Does anyone have ideas for alternatives to opera netting? I've seen scrim scraps used before in small applications, but I am not thrilled with that look.

Thanks!
Matt


----------



## derekleffew (Jul 18, 2014)

So you're building a cut and net drop? I don't think I've ever used the official "opera netting," just the black plastic "landscape netting" aka "anti-bird netting" (30+ years ago). Might have issues with today's more stringent fire standards however.


----------



## Glinn (Oct 13, 2014)

Black fiberglass screen door screen. Works fantastically.


----------



## kicknargel (Oct 15, 2014)

Just stumbled across this place. Quite a comprehensive selection of netting.

https://www.usnetting.com


----------



## usetedaj (Jan 26, 2015)

I'm using Rosebrand's 13'-3" scenery netting to support some velour cut drops, and I'm curious if anyone knows whether it matters which way it's oriented. Check out the website here: http://www.rosebrand.com/product788/133-Scenery-Netting-IFR.aspx?tid=2&info=netting. 

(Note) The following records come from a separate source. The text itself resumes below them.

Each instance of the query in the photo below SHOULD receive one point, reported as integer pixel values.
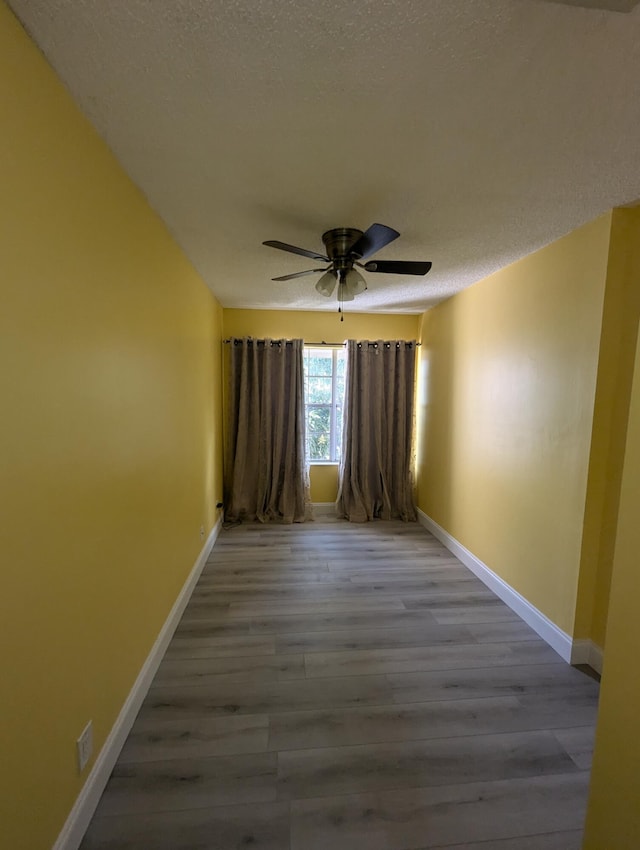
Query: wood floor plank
(200, 639)
(463, 656)
(288, 623)
(177, 784)
(429, 817)
(175, 701)
(419, 764)
(196, 737)
(423, 720)
(258, 826)
(547, 679)
(213, 671)
(369, 639)
(543, 841)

As it comes of the roll, it's 13'-3" wide. Parallel to the edges of the fabric, the netting is made of relatively robust strands. Across the 13'-3" dimension, it's only a few threads thick. My gut says that it would be better to run the thicker stuff vertically (to resist gravity), but I get way more out of the expensive material if I run it the other way. Does anyone have experience using this particular netting, and know whether it has any long-term consequences to use it with the thin strands running vertically? We're planning to keep these drops in stock for a long time, but I'm already up against the budget line and can't afford any more netting.


----------



## DRU (Jan 26, 2015)

I have made a cut drop a few years ago using this stuff. I don't remember if we changed the orientation or not. Ours was a small muslin drop, though.

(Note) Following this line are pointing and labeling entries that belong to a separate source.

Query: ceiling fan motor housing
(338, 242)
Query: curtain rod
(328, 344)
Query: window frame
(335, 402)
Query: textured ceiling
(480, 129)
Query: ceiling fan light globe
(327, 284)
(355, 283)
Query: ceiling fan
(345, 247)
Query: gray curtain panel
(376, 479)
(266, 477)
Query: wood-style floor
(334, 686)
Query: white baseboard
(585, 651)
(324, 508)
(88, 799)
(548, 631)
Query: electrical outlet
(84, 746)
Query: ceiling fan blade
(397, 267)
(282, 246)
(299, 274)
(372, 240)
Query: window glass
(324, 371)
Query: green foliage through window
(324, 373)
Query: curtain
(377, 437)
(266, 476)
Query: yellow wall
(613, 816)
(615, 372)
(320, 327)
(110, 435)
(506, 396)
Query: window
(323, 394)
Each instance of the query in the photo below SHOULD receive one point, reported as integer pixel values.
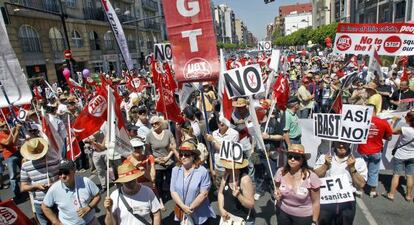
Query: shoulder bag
(140, 218)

I would call Rosebrand directly tomorrow and ask if orientation matters to strength. That would give you a definitive yes or no answer from the source.


----------



## usetedaj (Jan 26, 2015)

The more I felt the material, the more I'm convinced I need to rework my plans a bit and run it all vertically. I've called Rosebrand a lot through the process of ordering all my material, so I'm trying not to overstay my welcome on the phone. But I agree it's the right way to find out. The tough part is that I think I'm going to have to carefully sew some netting together to span some openings where I can't avoid a seam.


----------



## kicknargel (Jan 27, 2015)

Please post the answer you get from Rosebrand.


----------



## usetedaj (Jan 30, 2015)

I've proceeded with running the stronger lines vertically. And it's doing a nice job on the pieces we've already finished. The folks at Rosebrand said that in most cases, they usually have to tie the panels of netting together, and that small zip ties tend to work well. I'll probably try using black thread or black braided fishing line so it will be a little more discreet where the seams are in an opening.


----------



## DRU (Dec 8, 2017)

Upcoming production has a (4) cut drops designed to look like jungle foliage. Two legs 15'x23' and two borders 41'x20'. Couple questions for the hive mind:

1. What is the best way to attach the netting to the cut drop? Both my painter and I have done cut drops before, but differently. Painter stretched netting over the whole back of the drop and Elmer's glued the netting around the cut outs and around the perimeter of the drop, which put a bunch of netting behind the drop that is never seen. I have hot glued netting around cut sections of the drop, but not on the back of the whole drop, only the cut sections where needed. I ask because the cost of the scenic netting from Rosebrand put me over budget really quickly. I do plan to keep this for future use.

2. Besides the scenic netting from Rosebrand, is there a better/cheaper material to use? I've searched Amazon for netting and find pieces of netting used to keep animals out of gardens at a fair price for a 50'x50' piece, 1/2" openings, but diamond shaped, not square. Again, budget concerns.


----------



## Blacksheep0317 (Dec 29, 2017)

kicknargel said:


> Just stumbled across this place. Quite a comprehensive selection of netting.
> 
> https://www.usnetting.com


Hey, @kicknargel , want to go half on a 50k rated net?

I just spent far too much time looking at this....


----------